Many businesses file for patents, designs and trade marks without a longer-term plan to re-assess the need for these Intellectual Property (IP) rights as the company develops. Whilst each of these rights has a different purpose and reason for filing, the underlying principle is the same: IP rights should support the wider strategic aims of a business. Therefore, it stands to reason that as the business evolves and the strategy changes, the IP rights should be reassessed to ensure that these assets are continually working as hard as possible.
None of us has a crystal ball and so filing decisions have to be made on the data available at the time. However, as the business develops and moves on, assessments should be made as to whether the rights are still needed. All registered rights incur ongoing costs, such as renewal fees, liaising with examiners and making further filings – costs which can be reduced or removed if the right is allowed to lapse. However, allowing the right to lapse is not the only option.

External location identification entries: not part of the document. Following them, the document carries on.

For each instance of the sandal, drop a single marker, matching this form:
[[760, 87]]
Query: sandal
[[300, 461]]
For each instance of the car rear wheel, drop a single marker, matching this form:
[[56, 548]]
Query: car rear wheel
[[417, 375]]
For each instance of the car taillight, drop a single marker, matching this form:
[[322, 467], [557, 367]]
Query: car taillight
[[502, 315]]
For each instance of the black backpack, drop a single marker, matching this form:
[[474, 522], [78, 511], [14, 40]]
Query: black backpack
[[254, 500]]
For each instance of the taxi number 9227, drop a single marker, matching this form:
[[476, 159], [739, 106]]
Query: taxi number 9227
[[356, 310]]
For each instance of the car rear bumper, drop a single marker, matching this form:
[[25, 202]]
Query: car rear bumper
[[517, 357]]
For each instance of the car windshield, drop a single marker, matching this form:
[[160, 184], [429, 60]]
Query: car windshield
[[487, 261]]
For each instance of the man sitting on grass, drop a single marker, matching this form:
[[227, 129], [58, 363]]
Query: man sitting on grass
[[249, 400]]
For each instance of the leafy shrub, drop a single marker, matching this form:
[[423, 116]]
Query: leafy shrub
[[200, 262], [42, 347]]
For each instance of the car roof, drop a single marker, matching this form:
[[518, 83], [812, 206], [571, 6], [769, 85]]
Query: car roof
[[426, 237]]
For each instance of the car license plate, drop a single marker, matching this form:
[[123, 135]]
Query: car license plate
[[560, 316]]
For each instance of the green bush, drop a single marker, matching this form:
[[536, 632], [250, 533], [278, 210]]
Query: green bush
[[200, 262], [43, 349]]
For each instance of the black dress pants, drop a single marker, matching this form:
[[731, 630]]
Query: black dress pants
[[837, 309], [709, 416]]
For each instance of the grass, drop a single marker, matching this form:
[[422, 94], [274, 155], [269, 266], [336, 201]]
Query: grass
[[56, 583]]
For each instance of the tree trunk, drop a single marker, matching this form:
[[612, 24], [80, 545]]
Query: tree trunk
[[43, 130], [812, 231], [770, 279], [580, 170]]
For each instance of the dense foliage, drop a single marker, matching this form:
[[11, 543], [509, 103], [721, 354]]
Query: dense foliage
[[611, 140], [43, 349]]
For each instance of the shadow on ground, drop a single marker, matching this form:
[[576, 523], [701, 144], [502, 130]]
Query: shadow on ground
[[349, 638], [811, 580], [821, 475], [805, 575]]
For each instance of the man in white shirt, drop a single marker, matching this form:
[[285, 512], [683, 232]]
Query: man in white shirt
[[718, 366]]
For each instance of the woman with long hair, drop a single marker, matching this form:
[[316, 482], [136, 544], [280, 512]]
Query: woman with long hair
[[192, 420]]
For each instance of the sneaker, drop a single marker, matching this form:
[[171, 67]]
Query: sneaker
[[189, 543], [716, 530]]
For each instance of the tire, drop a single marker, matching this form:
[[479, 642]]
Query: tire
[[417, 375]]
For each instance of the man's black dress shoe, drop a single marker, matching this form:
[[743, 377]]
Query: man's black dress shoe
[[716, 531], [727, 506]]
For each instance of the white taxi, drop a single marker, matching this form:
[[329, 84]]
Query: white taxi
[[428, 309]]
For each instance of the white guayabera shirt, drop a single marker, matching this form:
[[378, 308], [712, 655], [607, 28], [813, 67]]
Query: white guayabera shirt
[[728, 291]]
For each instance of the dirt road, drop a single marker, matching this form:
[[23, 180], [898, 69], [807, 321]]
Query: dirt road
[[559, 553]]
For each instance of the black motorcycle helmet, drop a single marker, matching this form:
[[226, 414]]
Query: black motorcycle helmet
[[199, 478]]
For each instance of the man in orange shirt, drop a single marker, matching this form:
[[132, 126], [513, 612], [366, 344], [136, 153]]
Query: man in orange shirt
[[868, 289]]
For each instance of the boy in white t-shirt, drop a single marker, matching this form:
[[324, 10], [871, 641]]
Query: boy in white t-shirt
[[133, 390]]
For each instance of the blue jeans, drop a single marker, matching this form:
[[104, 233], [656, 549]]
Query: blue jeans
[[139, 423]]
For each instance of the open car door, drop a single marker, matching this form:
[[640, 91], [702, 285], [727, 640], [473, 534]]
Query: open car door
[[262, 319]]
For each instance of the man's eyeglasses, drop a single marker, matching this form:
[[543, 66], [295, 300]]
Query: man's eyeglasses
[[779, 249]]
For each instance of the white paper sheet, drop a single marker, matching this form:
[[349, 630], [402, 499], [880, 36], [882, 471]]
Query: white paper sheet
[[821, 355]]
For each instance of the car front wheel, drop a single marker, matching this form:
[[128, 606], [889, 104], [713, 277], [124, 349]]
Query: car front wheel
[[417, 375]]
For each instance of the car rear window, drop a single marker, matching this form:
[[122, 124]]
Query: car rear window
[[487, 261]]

‘Open innovation’ is a phrase very much in vogue, which relates to making the most of your own IP and the IP of others. It is often said that any one company cannot employ all of the clever people in the world and so there is likely to be someone, somewhere else, looking at similar issues. My own experience has taught me that once a problem (often the driver for innovation) has been recognised, then several companies will file for patent protection for their own solution at a similar time. In some cases, filing dates of relevant patents can come down to just a few days or weeks apart. Thus, looking outside of the company, perhaps to different but related industries, might provide a useful solution to solving problems.
Or you may have IP that you no longer use, or which is under utilised. Could you make more of this by licensing it out? Or selling it? You might not want to empower your direct competitors but this need not be the case and you can decide with whom you want to deal and on what terms. You may want to license for only selected markets which are different to your own. Or you may want to divest from that product or service line entirely and not worry about the competition.
Turning to fields in which standards exist, it can be very powerful to have patents declared as essential to a standard. In doing so, you give up exclusivity on your technology but you are guaranteed a royalty income. Although the EU is re-visiting this model, it has worked well for decades and without it we would not have mobile phones, CD players, DVD players, WiFi or Bluetooth.
Solutions are getting more sophisticated and whilst many of the tactics are more suitable for larger companies, a business of any shape and size should bear these factors in mind in case any are relevant. It is worth remembering that one of the key statistics often heard is that before the information age, 80% of a company’s value was in its physical assets. Today, the reality is that 80% of a company’s value is in its intangible assets, including the IP.